I’ve been on a long ride with this microblogging-whatever-the-hell-it-is platform, and I’ve noticed a few patterns in my usage evolving over the years. So here, at the end of the decade, is:
How I use Twitter
- To learn - There is a wealth of knowledge being casually thrown around here, and it takes a variety of forms. I’m regularly floored by the explainer-threads of @SarahTaber_bww, the wander-threads of @Oniropolis, and the straight-up realtime history of @RealTimeWWII
- To listen - My occasionally-benighted/provincial Vermontiness is made immeasurably better by the observations of @EricaJoy , the perspectives of @longdrivesouth , the affirmations of @Lin_Manuel , and the vignettes of @PaulSalopek
- To geek the f*** out - My geo-people remain a gregarious lot in this space, and it’s usually rewarding to talk shop with colleagues I’d only rarely see otherwise.
- To recall the internet at its weirdest and most wonderful
How I don’t use Twitter
- To inform - I’ve generally come to the conclusion that my voice - offering information in a vacuum - gains very little traction on its own, and isn’t really necessary.
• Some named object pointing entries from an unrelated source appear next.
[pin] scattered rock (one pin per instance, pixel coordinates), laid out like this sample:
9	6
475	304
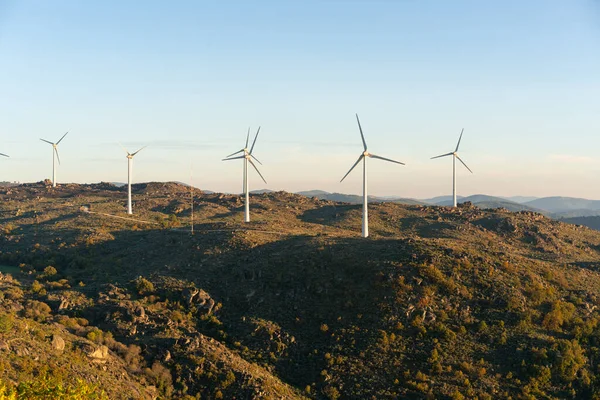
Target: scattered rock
97	354
58	343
This is just fine, and I don’t miss trying to be a breaker of news or a purveyor of takes.
- To argue - I’ve observed over the years that nothing has ever been accomplished in a Twitter argument. We’re awash in bad faith enabled by distance and asynchronicity. I don’t mean that no arguments are valid. I mean they’re useless on Twitter specifically.
- To complain - When I complain about poor customer service, I’m either ignored or noticed by my follower count, neither of which feel like my energy has been well-used. When I complain about my city, I see the subtweetee the next day at the grocery store. It’s just bad vibes.
This is not The Right Way to be present on Twitter; it’s the way I’ve settled on in these strange days. My way looked different in 2012, and it’ll look different in 2024.
The best I can do is to thank you all for The Discourse.